Why VoIP Regs Won't Work
Om Malik, writing in his VoIP column for Corante, reports that the US Senate has delivered a "stink bomb" by converting a bill originally intended to protect VoIP from state taxation into a bill that permits state taxation.
It seIn my view the Senate is ignoring an important divergence event in the telecosm. Lets put it this way -- there are two kinds of VoIP. Type (1) -- VoIP as AT&T or Vonage presents it, which is a replacement for PSTN as a back-end technology for delivering a voice signal, but looks just like PSTN to the end consumer. Type (2) VoIP as presented by Skype, FWD, etc -- a data application on the public Internet, impossible to manage, tax, control unless you want to manage, tax, and control ALL applications running on the Internet.

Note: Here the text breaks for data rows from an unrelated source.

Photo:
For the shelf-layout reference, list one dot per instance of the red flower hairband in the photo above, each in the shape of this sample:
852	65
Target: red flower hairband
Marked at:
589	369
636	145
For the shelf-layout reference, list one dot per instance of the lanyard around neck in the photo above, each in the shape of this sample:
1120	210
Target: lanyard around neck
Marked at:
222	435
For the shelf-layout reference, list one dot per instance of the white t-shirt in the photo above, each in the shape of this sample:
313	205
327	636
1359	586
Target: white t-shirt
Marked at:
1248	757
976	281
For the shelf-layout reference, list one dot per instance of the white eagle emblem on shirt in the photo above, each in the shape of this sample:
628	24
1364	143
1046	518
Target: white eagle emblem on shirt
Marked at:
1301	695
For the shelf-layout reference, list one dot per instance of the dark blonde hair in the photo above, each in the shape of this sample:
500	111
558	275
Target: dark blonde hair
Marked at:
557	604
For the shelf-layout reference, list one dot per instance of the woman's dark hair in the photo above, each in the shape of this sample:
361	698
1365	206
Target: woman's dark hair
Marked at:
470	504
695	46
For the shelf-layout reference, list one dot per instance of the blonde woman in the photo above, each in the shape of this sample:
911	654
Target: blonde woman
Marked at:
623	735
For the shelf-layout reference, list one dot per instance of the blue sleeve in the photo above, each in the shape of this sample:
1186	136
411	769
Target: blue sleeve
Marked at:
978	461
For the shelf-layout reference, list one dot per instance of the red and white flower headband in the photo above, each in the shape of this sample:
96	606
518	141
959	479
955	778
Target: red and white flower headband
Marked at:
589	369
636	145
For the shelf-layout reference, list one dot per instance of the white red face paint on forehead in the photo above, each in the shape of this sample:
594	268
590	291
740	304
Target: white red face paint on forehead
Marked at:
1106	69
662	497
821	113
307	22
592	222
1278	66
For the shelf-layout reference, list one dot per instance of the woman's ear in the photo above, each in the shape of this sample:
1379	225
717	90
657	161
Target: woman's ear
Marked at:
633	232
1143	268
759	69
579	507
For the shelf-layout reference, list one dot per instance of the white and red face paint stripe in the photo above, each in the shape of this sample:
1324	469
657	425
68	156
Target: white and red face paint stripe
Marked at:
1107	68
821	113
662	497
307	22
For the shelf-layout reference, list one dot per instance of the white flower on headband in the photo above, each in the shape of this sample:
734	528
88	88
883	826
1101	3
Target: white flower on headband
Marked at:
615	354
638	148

And here is the problem -- to the extent that a regulatory and tax burden is put on , type (1) VoIP, type (2) will diverge and separate from type (1). The laws of Darwinian evolution will generate a faster adoption of type (2) VoIP, more innovation around type (2) VoIP, and a separate class of citizens that use type (2) VoIP to communicate with each other without ever integrating with PSTN/type (1) VoIP. The government will have succeeded only in taking control of an increasingly marginal technology -- and will hasten that marginalization.